Technology has begun to play a far more significant role in our lives than earlier thought leaders might have imagined. The courts are struggling to keep up with the extension of physical behaviors and attitudes to the realm of the digital. This is, at some level, a manifestation of the need for our administrative and bureaucratic systems to reflect the reality of the lives they were established to help manage. But beneath that surface, the growing capabilities that technology has provided machines are raising questions about who should be judging whom.
Driverless cars, unmanned drone aircraft, interconnected home electronics, algorithmic management of investments, education and health care: all raise issues about how to define what behaviors are appropriate and who should decide. Even more troubling - if only because of their seeming impossibility - are concerns about whether devices can or should be able to make moral decisions. Whose morality, exactly, and by whose leave?
In giving so much power to the machines who make our lives more convenient we have inadvertently - or perhaps indifferently - ceded authority to them. The question now is whether they can or will listen - and whether, to the extent that we differ, humans will have the power to assert their views. To say nothing of what power and whose views. JL
Anjana Ahuja comments in the Financial Times:
If we are to give robots morality, then whose morals should be burnt into the machines? Universities, including Tufts and Yale, are researching whether robots can be taught right from wrong. A more automated world might, in a strange way, be a more humane one.
It will be an interesting year for the X-47B. The new unmanned aircraft, developed by Northrop Grumman, will be put through its paces on a US warship to check it can do all the things existing aircraft can: take off and land safely, maintain a holding pattern, and “clear the deck” for the next aircraft in just 90 seconds.
This uber-drone is perhaps the most advanced autonomous machine in existence, possibly outshining Google’s driverless car. Both examples of artificial intelligence will have spurred signatories to the open letter on AI just published by the Future of Life Institute, a collective of influential thinkers on the existential risks to humanity.The letter is timely, given that the technology is outpacing society’s ability to deal with it.
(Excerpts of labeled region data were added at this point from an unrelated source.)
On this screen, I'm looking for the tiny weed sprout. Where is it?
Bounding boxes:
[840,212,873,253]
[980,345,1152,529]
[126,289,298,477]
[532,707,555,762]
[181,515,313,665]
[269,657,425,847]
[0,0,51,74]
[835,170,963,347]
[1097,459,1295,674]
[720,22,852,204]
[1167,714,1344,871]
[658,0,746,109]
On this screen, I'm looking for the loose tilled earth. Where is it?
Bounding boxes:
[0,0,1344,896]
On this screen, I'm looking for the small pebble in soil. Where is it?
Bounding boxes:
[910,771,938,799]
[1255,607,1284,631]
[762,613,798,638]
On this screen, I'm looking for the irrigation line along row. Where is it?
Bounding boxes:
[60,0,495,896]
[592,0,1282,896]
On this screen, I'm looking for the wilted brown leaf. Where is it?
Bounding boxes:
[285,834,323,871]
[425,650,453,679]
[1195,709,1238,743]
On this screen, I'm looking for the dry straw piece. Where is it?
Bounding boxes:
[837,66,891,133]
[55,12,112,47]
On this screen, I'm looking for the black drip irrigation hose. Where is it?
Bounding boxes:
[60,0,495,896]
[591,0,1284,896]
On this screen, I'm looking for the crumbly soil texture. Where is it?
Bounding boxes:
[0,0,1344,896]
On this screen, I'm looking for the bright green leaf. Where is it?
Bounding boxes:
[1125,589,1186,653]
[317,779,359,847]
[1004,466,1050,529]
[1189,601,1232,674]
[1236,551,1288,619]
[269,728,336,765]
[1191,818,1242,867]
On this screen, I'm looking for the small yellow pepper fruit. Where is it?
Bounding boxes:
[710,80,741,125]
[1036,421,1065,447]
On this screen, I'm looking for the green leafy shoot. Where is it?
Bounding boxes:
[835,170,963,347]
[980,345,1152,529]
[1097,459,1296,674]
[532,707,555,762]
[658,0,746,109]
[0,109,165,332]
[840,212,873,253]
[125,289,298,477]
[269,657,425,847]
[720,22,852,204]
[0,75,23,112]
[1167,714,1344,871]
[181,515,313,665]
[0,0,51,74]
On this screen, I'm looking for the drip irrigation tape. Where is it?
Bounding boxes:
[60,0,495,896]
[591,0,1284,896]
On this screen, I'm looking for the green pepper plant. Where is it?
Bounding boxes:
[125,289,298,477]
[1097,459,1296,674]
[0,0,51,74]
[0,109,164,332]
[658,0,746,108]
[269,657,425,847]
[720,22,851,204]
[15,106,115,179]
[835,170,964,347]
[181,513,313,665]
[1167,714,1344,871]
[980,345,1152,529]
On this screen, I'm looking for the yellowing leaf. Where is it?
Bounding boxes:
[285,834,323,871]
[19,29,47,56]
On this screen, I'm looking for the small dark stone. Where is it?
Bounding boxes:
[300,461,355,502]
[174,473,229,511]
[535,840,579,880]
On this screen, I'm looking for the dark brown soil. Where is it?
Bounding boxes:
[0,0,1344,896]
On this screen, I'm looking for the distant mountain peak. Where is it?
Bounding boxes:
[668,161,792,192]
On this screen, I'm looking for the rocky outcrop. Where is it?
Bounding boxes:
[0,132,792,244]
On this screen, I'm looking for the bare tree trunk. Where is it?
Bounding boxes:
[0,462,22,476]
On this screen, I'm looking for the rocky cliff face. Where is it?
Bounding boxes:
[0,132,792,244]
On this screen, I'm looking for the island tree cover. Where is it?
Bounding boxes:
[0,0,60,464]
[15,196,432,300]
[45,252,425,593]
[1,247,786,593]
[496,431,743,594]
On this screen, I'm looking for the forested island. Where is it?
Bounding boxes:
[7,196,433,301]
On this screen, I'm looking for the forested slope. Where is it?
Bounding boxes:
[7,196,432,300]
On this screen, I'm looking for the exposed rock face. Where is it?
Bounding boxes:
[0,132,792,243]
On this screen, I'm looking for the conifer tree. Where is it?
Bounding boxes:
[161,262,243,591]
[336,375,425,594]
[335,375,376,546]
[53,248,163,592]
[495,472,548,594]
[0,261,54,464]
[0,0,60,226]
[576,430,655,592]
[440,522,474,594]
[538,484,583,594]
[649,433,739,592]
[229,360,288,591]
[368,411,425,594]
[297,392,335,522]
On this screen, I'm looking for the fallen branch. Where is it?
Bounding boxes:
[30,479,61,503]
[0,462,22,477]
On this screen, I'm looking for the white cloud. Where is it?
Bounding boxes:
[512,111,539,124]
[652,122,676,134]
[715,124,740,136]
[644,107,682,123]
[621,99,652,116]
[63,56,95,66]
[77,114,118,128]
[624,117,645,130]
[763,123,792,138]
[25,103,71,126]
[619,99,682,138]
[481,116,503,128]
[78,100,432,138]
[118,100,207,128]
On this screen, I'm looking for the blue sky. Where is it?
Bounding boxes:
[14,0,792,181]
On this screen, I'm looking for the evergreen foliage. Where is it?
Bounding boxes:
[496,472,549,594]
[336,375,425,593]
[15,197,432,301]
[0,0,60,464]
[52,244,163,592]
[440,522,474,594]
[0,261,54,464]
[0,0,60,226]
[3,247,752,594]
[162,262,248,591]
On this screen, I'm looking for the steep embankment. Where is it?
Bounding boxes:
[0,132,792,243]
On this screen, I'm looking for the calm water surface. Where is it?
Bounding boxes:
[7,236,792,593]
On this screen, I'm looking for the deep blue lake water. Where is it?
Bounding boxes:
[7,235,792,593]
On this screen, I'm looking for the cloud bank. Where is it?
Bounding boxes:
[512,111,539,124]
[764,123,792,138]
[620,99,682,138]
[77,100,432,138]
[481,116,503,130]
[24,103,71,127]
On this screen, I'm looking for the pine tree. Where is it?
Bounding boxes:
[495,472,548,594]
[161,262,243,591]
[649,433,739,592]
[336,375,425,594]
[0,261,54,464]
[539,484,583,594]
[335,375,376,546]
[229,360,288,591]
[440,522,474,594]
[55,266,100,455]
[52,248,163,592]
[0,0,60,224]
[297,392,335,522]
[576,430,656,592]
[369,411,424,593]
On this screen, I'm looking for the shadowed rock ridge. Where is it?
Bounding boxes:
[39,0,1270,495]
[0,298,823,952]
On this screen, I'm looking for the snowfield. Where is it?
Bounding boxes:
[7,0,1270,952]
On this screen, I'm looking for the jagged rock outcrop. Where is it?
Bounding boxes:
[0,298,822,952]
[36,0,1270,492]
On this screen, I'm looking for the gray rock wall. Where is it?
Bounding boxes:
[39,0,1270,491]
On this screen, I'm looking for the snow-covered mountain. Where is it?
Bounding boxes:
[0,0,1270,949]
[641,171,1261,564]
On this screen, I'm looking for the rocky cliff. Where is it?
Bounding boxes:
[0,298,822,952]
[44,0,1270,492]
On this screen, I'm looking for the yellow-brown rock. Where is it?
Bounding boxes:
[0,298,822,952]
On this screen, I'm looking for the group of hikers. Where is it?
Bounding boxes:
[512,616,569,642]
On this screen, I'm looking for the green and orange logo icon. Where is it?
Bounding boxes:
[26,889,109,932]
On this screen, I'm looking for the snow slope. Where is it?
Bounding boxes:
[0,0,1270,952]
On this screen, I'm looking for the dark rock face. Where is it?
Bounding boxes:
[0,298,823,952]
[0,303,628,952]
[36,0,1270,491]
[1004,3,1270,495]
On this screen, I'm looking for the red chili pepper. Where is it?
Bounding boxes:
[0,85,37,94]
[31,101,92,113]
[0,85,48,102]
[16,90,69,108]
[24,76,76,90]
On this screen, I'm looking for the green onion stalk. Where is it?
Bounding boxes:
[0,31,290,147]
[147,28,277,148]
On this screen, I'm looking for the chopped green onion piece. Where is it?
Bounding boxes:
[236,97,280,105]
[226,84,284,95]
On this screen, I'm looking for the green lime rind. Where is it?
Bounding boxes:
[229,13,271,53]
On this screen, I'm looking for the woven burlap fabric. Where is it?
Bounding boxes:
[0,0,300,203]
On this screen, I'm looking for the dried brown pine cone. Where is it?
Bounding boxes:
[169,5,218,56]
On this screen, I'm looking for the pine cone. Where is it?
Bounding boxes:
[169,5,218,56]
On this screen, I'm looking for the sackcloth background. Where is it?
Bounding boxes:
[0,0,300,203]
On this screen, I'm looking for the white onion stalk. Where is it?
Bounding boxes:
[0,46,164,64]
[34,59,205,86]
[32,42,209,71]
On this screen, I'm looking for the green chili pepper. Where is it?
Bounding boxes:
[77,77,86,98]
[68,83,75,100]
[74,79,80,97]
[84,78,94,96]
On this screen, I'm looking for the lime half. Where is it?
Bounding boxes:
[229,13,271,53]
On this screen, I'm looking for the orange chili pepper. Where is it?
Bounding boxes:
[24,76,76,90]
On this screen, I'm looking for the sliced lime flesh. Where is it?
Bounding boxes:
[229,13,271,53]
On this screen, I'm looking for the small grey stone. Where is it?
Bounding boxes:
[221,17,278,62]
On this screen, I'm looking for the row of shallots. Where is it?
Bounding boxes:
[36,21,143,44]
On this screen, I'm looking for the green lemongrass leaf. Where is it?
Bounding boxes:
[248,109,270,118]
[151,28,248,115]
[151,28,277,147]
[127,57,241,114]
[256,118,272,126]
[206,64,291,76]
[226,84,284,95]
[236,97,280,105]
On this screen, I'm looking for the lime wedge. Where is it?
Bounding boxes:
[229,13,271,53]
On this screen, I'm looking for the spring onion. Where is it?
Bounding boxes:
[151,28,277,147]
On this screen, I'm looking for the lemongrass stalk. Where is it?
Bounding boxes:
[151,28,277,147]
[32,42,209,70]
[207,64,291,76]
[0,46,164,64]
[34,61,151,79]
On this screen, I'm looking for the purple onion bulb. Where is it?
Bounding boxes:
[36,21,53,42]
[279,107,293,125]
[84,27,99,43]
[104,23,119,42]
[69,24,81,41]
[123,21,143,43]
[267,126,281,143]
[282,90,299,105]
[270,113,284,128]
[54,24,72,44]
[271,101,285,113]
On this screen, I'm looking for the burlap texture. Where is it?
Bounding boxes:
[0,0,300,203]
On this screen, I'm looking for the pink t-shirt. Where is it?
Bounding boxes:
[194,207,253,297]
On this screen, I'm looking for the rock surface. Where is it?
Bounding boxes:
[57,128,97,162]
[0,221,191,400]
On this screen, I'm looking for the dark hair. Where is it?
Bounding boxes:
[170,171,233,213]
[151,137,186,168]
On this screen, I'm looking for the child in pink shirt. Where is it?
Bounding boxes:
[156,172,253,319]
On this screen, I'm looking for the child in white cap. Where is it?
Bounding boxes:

Who, for example, is liable if a driverless car crashes? This is unclear, even though four US states have given the legal go-ahead for testing on public roads. The UK is likely to grant similar approval this year. Legal clarity is necessary for consumer confidence, on which a future industry depends.And what if a driverless car, in order to avoid a potentially fatal collision, has to mount the pavement? Should it be installed with ethics software so that, given the choice between mowing down an adult or a child, it opts for the adult?
These are the longer-term, more challenging questions posed by AI, and society, rather than Silicon Valley investors, should dictate how quickly they are answered. If we are to give robots morality, then whose morals should be burnt into the machines? What about sabotage?
The idea of a moral machine fascinates because in an age where machines can already do much of what humans can — drive, fly aircraft, run, recognise images, process speech and even translate — there are still capacities, such as moral reasoning, that elude them.
Indeed, as automation increases, that omission might itself be immoral. For example, if drones become our battlefield emissaries, they may have to make decisions that human operators cannot anticipate or code for. And those decisions might be “moral” ones, such as which one of two lives to save. Scientists at Bristol Robotics Laboratory showed last year that a robot trained to save a person (in reality another robot) from falling down a hole was perfectly able to save one but struggled when faced with two people heading holewards. It sometimes dithered so long that it saved neither. Surely a robot programmed to save one life is better than a perplexed robot that can save none?The idea of a moral machine fascinates because in an age where machines can already do much of what humans can moral reasoning eludes them
So artificial morality seems a natural, if controversial, next step. In fact, five universities, including Tufts and Yale, are researching whether robots can be taught right from wrong. But this is happening in a regulatory vacuum. Ryan Calo, law professor at Washington university, has proposed a Federal Robotics Commission to oversee developments.As the industry flourishes, we must have some means of holding researchers — many of them in rich, private corporations — to account. But any scrutiny should also challenge our assumptions about the superiority of human agency. Google Chauffeur might not instinctively avoid a pedestrian but it will not fall asleep at the wheel. A robot soldier, equipped with a moral code but devoid of emotion, will never pull the trigger in fear, anger or panic. A more automated world might, in a strange way, be a more humane one.
2 comments:
Off course machine works better than human being as they have greater and better efficiency, power and energy.
Well yes, but can they make moral judgments within the context of the culture in which they operate? And how to proceed in a global economy where culture and interpretation can be diametrically opposed?